Felsenherz der Trapper
Selbst Erlebtes aus den Indianergebieten erzählt von Kapitän William Käbler
Erstveröffentlichung im Verlag moderner Lektüre GmbH, Berlin, 1922
Band 14
Tom Brack, der schwarze Häuptling
Sechstes Kapitel

Letzte Sorgen

So war denn die arme Familie Döring mit einem Schlag fast bettelarm geworden. Alles, was zur Gründung einer Farm notwendig war, lag jetzt für immer verloren im Pecos. Nichts als die Waffen, die Pferde und einige Fässchen Pulver hatte man gerettet.

Kein Wunder, dass die Auswanderer verzweifelt und trostlos am Ufer standen und kaum auf Felsenherz’ aufmunternde Worte achteten. Erst als er dem alten Döring eindringlich versicherte, dass das Gold des Apachensees sie für alles entschädigen würde, wurden die niedergedrückten Leute wieder vertrauensvoller und beeilten sich, Felsenherz’ Anordnungen zu befolgen.

Nach einer halben Stunde brach man auf. Die Kinder und Frauen mussten jetzt gleichfalls reiten. Man kam daher nur sehr langsam vorwärts. Es war ein langer Zug, der sich jetzt durch die Prärie nördlich der Guadalupe-Berge nach Süden zu im Schritt vorwärtsbewegte.

Am Pecos hatten Chokariga, Ben und Tom, die dort zunächst zurückgeblieben waren, alle Spuren nach Möglichkeit beseitigt und dann noch etwa zwei Stunden gewartet, ob vielleicht bereits Verfolger auftauchen würden.

Kaum waren sie den Übrigen jedoch im Galopp gefolgt, als aus einem Dickicht am jenseitigen Ufer zwei Apachenspäher und der ohrenlose Glaynbourg sich hervorarbeiteten und mithilfe zweier Baumstämme über den Fluss setzten.

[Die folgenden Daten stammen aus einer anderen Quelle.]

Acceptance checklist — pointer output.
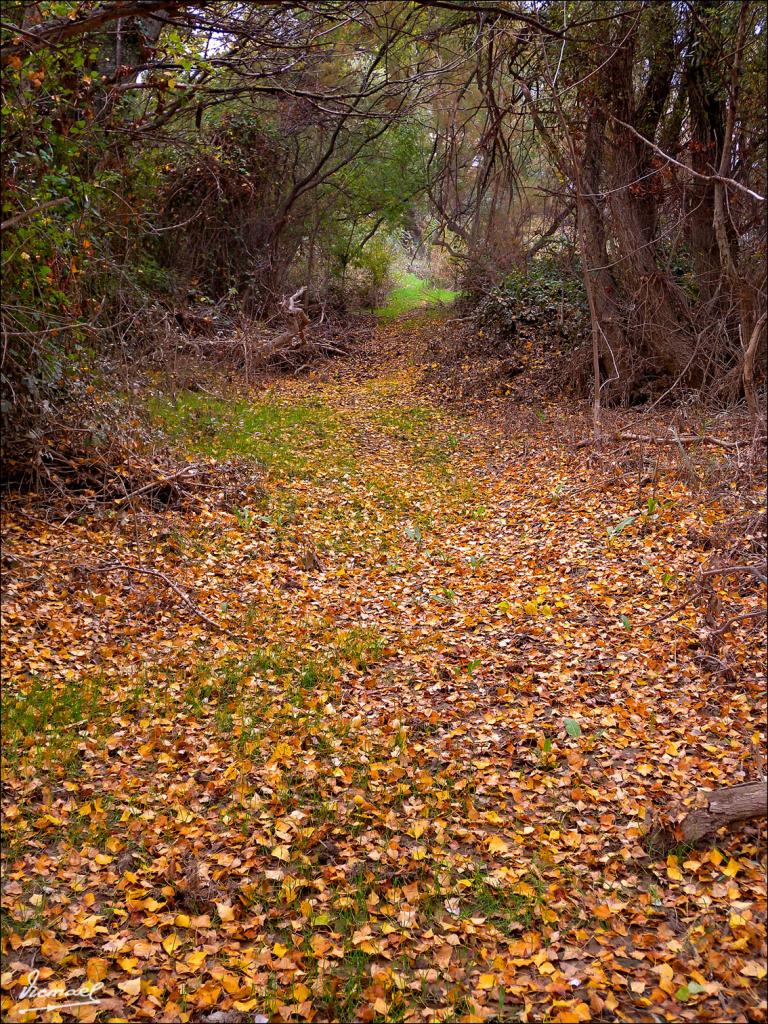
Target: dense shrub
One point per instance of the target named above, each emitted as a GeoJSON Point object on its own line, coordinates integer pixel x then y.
{"type": "Point", "coordinates": [544, 303]}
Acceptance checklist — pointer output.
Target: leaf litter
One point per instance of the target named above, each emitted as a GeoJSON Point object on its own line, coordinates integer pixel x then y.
{"type": "Point", "coordinates": [416, 773]}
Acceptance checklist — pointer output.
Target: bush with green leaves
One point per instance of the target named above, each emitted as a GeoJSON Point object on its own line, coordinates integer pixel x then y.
{"type": "Point", "coordinates": [544, 302]}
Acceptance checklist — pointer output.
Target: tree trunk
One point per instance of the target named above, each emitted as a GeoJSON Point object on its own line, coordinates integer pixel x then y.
{"type": "Point", "coordinates": [724, 807]}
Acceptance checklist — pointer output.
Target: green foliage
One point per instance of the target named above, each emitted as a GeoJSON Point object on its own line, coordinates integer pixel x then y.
{"type": "Point", "coordinates": [546, 300]}
{"type": "Point", "coordinates": [412, 293]}
{"type": "Point", "coordinates": [283, 438]}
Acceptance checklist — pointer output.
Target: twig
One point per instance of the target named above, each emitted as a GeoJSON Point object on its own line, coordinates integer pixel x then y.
{"type": "Point", "coordinates": [736, 568]}
{"type": "Point", "coordinates": [156, 573]}
{"type": "Point", "coordinates": [157, 483]}
{"type": "Point", "coordinates": [672, 611]}
{"type": "Point", "coordinates": [678, 438]}
{"type": "Point", "coordinates": [738, 619]}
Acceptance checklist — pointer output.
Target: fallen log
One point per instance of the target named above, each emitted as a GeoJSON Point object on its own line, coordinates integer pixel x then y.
{"type": "Point", "coordinates": [725, 807]}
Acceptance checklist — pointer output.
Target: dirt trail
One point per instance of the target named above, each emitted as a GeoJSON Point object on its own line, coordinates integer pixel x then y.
{"type": "Point", "coordinates": [420, 787]}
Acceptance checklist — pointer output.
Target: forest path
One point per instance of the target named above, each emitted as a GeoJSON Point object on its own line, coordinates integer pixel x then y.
{"type": "Point", "coordinates": [415, 785]}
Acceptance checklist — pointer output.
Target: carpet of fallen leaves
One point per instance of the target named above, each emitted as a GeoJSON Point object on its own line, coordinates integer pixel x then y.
{"type": "Point", "coordinates": [415, 775]}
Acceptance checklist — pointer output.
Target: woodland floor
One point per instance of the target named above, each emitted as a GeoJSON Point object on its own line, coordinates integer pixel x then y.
{"type": "Point", "coordinates": [415, 779]}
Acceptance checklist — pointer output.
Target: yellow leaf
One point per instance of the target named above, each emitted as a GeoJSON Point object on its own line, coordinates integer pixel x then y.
{"type": "Point", "coordinates": [320, 944]}
{"type": "Point", "coordinates": [96, 969]}
{"type": "Point", "coordinates": [225, 911]}
{"type": "Point", "coordinates": [132, 987]}
{"type": "Point", "coordinates": [497, 844]}
{"type": "Point", "coordinates": [754, 970]}
{"type": "Point", "coordinates": [666, 975]}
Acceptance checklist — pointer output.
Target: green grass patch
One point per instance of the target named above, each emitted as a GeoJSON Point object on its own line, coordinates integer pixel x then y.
{"type": "Point", "coordinates": [41, 722]}
{"type": "Point", "coordinates": [292, 440]}
{"type": "Point", "coordinates": [411, 293]}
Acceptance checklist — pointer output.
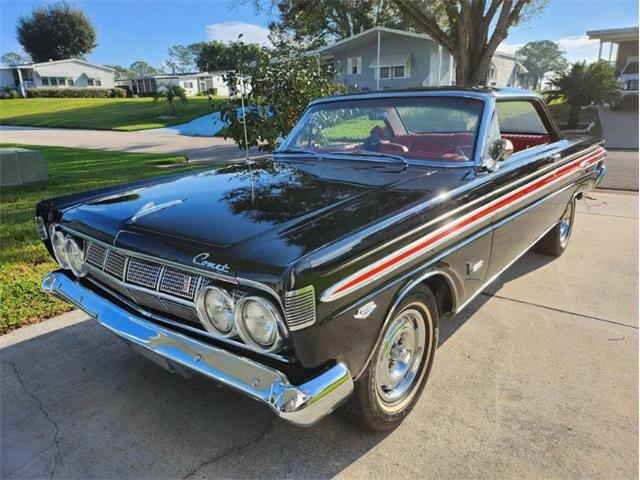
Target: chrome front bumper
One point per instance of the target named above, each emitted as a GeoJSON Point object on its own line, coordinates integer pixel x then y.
{"type": "Point", "coordinates": [301, 405]}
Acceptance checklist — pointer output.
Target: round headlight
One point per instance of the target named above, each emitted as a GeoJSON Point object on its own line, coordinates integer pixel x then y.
{"type": "Point", "coordinates": [58, 240]}
{"type": "Point", "coordinates": [75, 257]}
{"type": "Point", "coordinates": [259, 323]}
{"type": "Point", "coordinates": [215, 310]}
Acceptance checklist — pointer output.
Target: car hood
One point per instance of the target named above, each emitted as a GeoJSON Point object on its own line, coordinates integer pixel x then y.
{"type": "Point", "coordinates": [243, 207]}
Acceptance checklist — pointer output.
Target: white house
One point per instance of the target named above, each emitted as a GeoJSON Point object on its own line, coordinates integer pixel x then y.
{"type": "Point", "coordinates": [56, 74]}
{"type": "Point", "coordinates": [407, 60]}
{"type": "Point", "coordinates": [200, 83]}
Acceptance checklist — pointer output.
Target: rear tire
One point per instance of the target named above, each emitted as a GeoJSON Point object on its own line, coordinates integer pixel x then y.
{"type": "Point", "coordinates": [399, 368]}
{"type": "Point", "coordinates": [555, 242]}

Inzwischen hatte nämlich Glaynbourg, der mit dem Schnellen Büffel alles insgeheim vereinbart hatte, sein Floß längst an Land gelenkt gehabt und war mit dem Oberhäuptling auch sehr bald zusammengetroffen, der sofort zwei der Leute des Plantagenbesitzers in die Llano zurückschickte, um seine Krieger herbeizuholen. Die Apachen waren mittlerweile ebenfalls nach Westen aufgebrochen, hatten sich mit der berittenen, hundert Mann starken Abteilung wieder vereinigt und stießen auf die beiden Leute Glaynbourgs etwa drei Meilen östlich des Pecos.

So hatte denn der Schnelle Büffel die hundert berittenen Krieger bereits zur Verfügung, als die Auswanderer und ihre Freunde die Flussfahrt kaum angetreten hatten. Die Apachen und die mit ihnen abermals verbündeten Weißen konnten dem Floß, im Uferwald verborgen, ständig folgen und beachteten auch, wie das große Floß zerstört wurde und Felsenherz’ Trupp nach Süden zu den Marsch fortsetzten.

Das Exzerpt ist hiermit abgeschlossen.